Recently I came across an issue which took me a while to find an answer to.
I was doing a site migration (same domain, new URLs) and ran a Screaming Frog crawl across the new site when I noticed something a little odd.
All the new html URLs that had a status code of 200 and had a status of ‘OK‘ seemed to be non-indexable. The URLs were canonicalised. I scratched my head.

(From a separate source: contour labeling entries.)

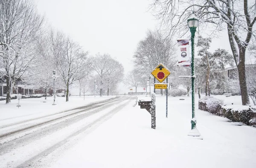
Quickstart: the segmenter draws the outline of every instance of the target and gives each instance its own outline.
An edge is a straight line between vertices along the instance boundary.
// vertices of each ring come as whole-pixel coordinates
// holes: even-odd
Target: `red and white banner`
[[[177,40],[178,44],[178,66],[190,66],[189,39]]]

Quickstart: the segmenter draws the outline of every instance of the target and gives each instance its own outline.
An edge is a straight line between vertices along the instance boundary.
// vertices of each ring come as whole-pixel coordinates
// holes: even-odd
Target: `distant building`
[[[245,64],[245,71],[247,75],[248,75],[248,72],[252,70],[255,70],[255,72],[256,72],[256,64]],[[236,73],[236,72],[237,71],[237,67],[236,67],[236,65],[230,67],[225,69],[225,74],[226,76],[229,78],[232,78],[232,76],[233,75],[234,73]]]

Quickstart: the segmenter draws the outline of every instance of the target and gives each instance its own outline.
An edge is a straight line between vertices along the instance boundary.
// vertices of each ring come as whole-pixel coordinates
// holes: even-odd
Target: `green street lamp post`
[[[188,25],[191,33],[191,81],[192,87],[192,119],[191,120],[192,131],[189,134],[189,136],[199,136],[201,135],[196,130],[196,120],[195,114],[195,58],[194,58],[194,38],[196,28],[198,25],[198,20],[193,14],[191,17],[188,19]]]

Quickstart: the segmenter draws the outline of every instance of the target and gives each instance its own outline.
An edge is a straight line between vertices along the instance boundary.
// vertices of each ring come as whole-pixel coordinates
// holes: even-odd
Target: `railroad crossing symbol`
[[[161,63],[155,68],[151,74],[162,83],[170,75],[171,72]]]

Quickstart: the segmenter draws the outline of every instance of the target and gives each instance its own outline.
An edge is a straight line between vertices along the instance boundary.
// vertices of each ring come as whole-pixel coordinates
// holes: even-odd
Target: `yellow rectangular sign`
[[[163,89],[167,88],[167,84],[155,84],[155,89]]]

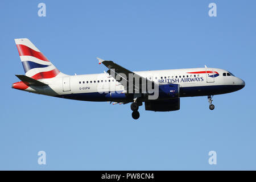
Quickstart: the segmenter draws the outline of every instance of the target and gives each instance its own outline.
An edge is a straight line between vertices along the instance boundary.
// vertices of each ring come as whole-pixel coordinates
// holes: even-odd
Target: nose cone
[[[245,86],[245,82],[243,80],[238,78],[237,78],[236,84],[238,87],[239,90],[242,89]]]

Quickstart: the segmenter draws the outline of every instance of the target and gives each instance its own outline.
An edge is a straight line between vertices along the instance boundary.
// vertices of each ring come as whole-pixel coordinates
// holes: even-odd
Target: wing
[[[97,59],[98,60],[100,64],[102,63],[109,69],[107,71],[108,73],[121,84],[127,93],[133,92],[133,93],[148,93],[149,91],[148,84],[151,84],[150,88],[153,88],[154,84],[156,84],[154,81],[142,77],[112,61],[106,61],[98,57]]]

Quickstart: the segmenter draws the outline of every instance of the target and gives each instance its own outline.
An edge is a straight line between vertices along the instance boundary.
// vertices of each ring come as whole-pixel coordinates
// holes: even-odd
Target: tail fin
[[[28,39],[15,39],[26,76],[35,80],[53,78],[60,72]]]

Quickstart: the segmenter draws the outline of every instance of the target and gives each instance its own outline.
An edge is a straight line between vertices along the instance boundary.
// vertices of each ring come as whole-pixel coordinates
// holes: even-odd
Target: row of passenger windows
[[[231,76],[231,74],[229,73],[223,73],[223,76]]]
[[[186,75],[186,76],[185,76],[185,75],[183,75],[183,76],[164,76],[164,77],[163,77],[163,76],[161,76],[161,79],[163,79],[163,78],[164,78],[164,79],[166,79],[166,78],[168,78],[168,79],[170,79],[171,78],[185,78],[185,77],[187,77],[187,78],[188,78],[189,77],[196,77],[196,76],[197,76],[197,77],[200,77],[200,75],[190,75],[190,76],[189,76],[189,75]],[[150,77],[150,79],[151,80],[151,77]],[[158,79],[158,77],[155,77],[155,79],[156,80],[157,80]]]
[[[108,81],[109,82],[111,82],[111,80],[108,80]],[[112,80],[112,82],[114,82],[114,81],[115,81],[115,80]],[[97,80],[97,81],[96,81],[96,80],[94,80],[94,81],[79,81],[79,84],[85,84],[85,82],[86,83],[86,84],[89,84],[89,83],[91,83],[91,84],[92,84],[93,82],[93,83],[96,83],[96,82],[98,82],[98,83],[99,83],[100,82],[104,82],[104,80],[101,80],[101,81],[100,81],[100,80]],[[108,80],[105,80],[105,82],[108,82]]]
[[[197,76],[197,75],[190,75],[191,77],[196,77],[196,76]],[[187,78],[188,78],[189,77],[189,76],[188,75],[187,75],[186,76],[185,75],[183,75],[183,76],[172,76],[171,77],[170,76],[161,76],[160,78],[161,79],[163,79],[163,78],[164,78],[164,79],[166,79],[166,78],[170,79],[171,78],[181,78],[181,77],[183,77],[183,78],[187,77]],[[200,75],[197,75],[197,77],[200,77]],[[149,77],[149,78],[146,77],[146,78],[149,78],[150,80],[152,79],[152,78],[151,77]],[[155,79],[157,80],[158,77],[156,77]],[[96,80],[94,80],[94,81],[79,81],[79,84],[85,84],[85,82],[86,84],[89,84],[89,83],[92,84],[92,83],[96,83],[96,82],[99,83],[99,82],[104,82],[104,81],[105,82],[108,82],[108,82],[111,82],[112,80],[105,80],[105,81],[104,81],[103,80],[97,80],[97,81],[96,81]],[[112,80],[112,82],[114,82],[114,81],[115,81],[115,80]]]

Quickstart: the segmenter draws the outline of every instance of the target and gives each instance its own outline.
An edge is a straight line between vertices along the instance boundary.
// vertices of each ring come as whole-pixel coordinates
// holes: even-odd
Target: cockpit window
[[[234,75],[233,75],[232,73],[231,73],[230,72],[229,72],[227,74],[230,74],[231,76],[235,76]],[[228,76],[230,76],[230,75],[228,75]]]

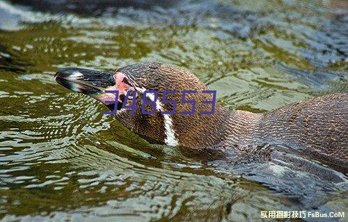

According to Screaming Frog, a non-indexable URL indexability status can be attributed to one of the following issues. The URLs:
- Are blocked by robots.txt.
- Give no Response.
- Give Client Error (4XX)
- Give Server Error (5XX)
- Are Noindex (or ‘None’)
- Are Canonicalised
- Are Nofollowed
I checked everything. The robots.txt file wasn’t blocking the URLs, there were no redirects, meta refreshes or client errors, noindex tags weren’t present, and nofollow tags weren’t present.
Puzzling. And troubling.
That only left a potential issue with the canonical link element.
I doubled checked the canonical links on a couple of the pages, and finally spotted the answer.
The new canonical tags were referencing ‘HTTP’ rather than ‘HTTPS’. As a redirect was in place from HTTP to HTTPs for all URLs, this led the SEO spider to flag the URLs as non-indexable.
The canonical tags were changed to HTTPS and voila, problem solved!